And funny thing about sex. I love the idea of sex, the idea of submission, and the beauty of it all, but I feel lost when I engage in the act myself…Apparently I’m good…my expressions, my sounds, oh yes, I’m vocal…but at the same time, I can’t shut off my brain constantly strategizing and intellectualizing the act. In some ways, I’m not sure if I really want it, but I’ll just watch what is happening to me like a cat…It’s weird, this “I want it, but I don’t” thing that I have. And I just don’t know what to do…It’s either I become sexless and cold so I can take-over-the-world or something like that, or I give into my sexual nature and let myself be defiled like the way I’ve always wanted. Yin and yang. Never in between. I lack balance…I know I said this many times. Meanwhile, my INFP (or ENFP?) wants to make a movement towards balance but is at a loss. I predict some practical issues with this over time, but for now, I think both of us “need” each other for the time being.


#388

“For a while I had such a painful, aching desire to fuck, and the pain would only amplify in times of sadness/despair…as if this wretched, evil baby is screaming inside my soul to engage in sex so intense, so rough, so animalistic that I’d forget everything. raises eyebrow”

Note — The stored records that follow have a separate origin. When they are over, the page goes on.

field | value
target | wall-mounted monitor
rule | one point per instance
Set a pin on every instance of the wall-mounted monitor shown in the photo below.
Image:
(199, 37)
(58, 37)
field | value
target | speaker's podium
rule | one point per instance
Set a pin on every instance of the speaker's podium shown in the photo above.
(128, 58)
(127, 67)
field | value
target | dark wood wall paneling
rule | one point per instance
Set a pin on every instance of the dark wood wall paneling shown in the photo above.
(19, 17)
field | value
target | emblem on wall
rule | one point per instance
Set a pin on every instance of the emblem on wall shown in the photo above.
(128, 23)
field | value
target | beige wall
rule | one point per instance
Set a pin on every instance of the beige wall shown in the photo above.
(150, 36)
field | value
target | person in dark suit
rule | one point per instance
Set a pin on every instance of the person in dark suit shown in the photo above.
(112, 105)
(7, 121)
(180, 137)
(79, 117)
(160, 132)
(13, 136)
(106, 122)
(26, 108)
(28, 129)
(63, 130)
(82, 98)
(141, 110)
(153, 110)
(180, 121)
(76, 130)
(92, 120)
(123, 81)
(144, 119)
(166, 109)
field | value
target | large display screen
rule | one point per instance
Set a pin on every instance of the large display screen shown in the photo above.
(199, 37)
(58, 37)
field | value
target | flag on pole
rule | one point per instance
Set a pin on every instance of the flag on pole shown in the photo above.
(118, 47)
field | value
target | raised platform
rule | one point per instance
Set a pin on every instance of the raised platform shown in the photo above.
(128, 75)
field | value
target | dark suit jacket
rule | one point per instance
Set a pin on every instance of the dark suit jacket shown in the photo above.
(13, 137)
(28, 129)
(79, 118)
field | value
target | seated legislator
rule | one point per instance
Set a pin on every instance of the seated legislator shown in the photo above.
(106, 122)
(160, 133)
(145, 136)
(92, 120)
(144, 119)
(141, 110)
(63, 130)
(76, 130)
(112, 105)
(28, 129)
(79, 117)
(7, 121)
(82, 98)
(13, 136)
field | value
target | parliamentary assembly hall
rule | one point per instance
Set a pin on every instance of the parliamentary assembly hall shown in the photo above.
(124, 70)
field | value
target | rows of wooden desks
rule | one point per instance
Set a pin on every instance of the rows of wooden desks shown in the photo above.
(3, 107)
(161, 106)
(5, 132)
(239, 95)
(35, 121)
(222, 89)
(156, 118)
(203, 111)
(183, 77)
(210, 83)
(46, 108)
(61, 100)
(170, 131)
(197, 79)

Younger, this didn’t happen to me. Happens to me now that I am older. Apparently you can’t meet all your needs through your SO.

I am so unfair about it too because it isn’t even like I could do this to someone else. So little Se. But please someone come do this to me. :frowning: yet fair because I have no expectations whatsoever from my So so I don’t resent him

Rough intense make me forget. It is like if it is rough but I don’t forget I don’t like that either. In fact then I am not into rough…like if it is rough but the feelings side gets in the way good or bad feelings then I am not into it.

Wow. Only on Stellarmaze would I voice any of this.